Housekeeper of Karl Marx (1820–1890)

Helene or Helena Demuth (30 December 1820 – 4 November 1890) was a German housekeeper who worked for Jenny von Westphalen and Karl Marx, and later served as the household manager and political confidante of Friedrich Engels.

==Biography==
Helena Demuth was born of peasant parents on 31 December 1820 in Sankt Wendel in today's Saarland. In 1840 Helena and her older sister Katharina worked in Trier as maids, Helena in the von Westphalen household, her sister in the house of a soapmaker two blocks away. They only worked there for about a year, then Katharina got pregnant and both went back to St. Wendel. Helena was living in the house of her mother in Grabenstrasse, St. Wendel in 1843, when Karl Marx married Jenny von Westphalen. Helena joined their household in April 1845 in Brussels, where she was sent by Jenny's mother. She stayed with the Marxes as a lifelong housekeeper, friend, and political confidante, and was commonly known to the family by the nicknames Lenchen or Nim.

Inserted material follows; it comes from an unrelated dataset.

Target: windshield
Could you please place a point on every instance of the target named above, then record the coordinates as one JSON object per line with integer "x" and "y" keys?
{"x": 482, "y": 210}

After Marx's death in March 1883, Helena Demuth moved to Engels's home, where she ran the household. The pair worked in tandem to organize and arrange for the publication of Marx's literary estate, discovering in the process the manuscript from which Engels was able to reconstruct the second volume of Das Kapital.

In October 1890, Helena was diagnosed with cancer. She died in London on 4 November that year at the age of 69. She was buried in the Marx family grave in accordance with Jenny's wishes, and later re-interred in the tomb of Karl Marx at Highgate Cemetery.

The obituary penned by Engels in The People's Press writes the following: "The leaders of the Socialist movement bore testimony to "her strong common-sense, her absolute rectitude of character, her ceaseless thoughtfulness for others, her reliability, and the essential truthfulness of her nature". Engels at her funeral declared that Marx took counsel of Helena Demuth, not only in difficult and intricate party matters, but even in respect of his economical writings. "As for me," he said, "what work I have been able to do since the death of Marx has been largely due to the sunshine and support of her presence in the house."

===Frederick Demuth===
On 23 June 1851 Helene Demuth gave birth to a boy, Henry Frederick Demuth, the birth certificate leaving the name of the father blank. Some scholars accept that the child had been sired by Karl Marx, a view that reflects surviving correspondence from the Marx family and their wider circle, as well as the fact that Marx's wife had been on a trip abroad nine months prior to the birth. The baby was given Friedrich Engels' first name, and family correspondence suggests that Engels, a bachelor living in Manchester and Karl Marx's closest personal friend, claimed fatherhood of the boy. But that correspondence was written years after the actual event by one of Marx's daughters, who knew it from hearsay.

The child's paternity, however, remains a subject of discussion, with the academic Terrell Carver stating that, although it has been claimed since 1962 that Marx was the father, "this is not well founded on the documentary materials available", adding that "the gossip" is not supported by "direct evidence that bears unambiguously on this matter".

Shortly after the birth, the baby, to be known as Frederick Lewis Demuth, was placed with a working class foster family in London named Lewis. He later trained as a toolmaker, and was active in the Amalgamated Engineering Union and a founder member of the Hackney Labour Party. Eleanor Marx, Marx's youngest daughter, came to know Frederick some time after her father's death and made him a family friend.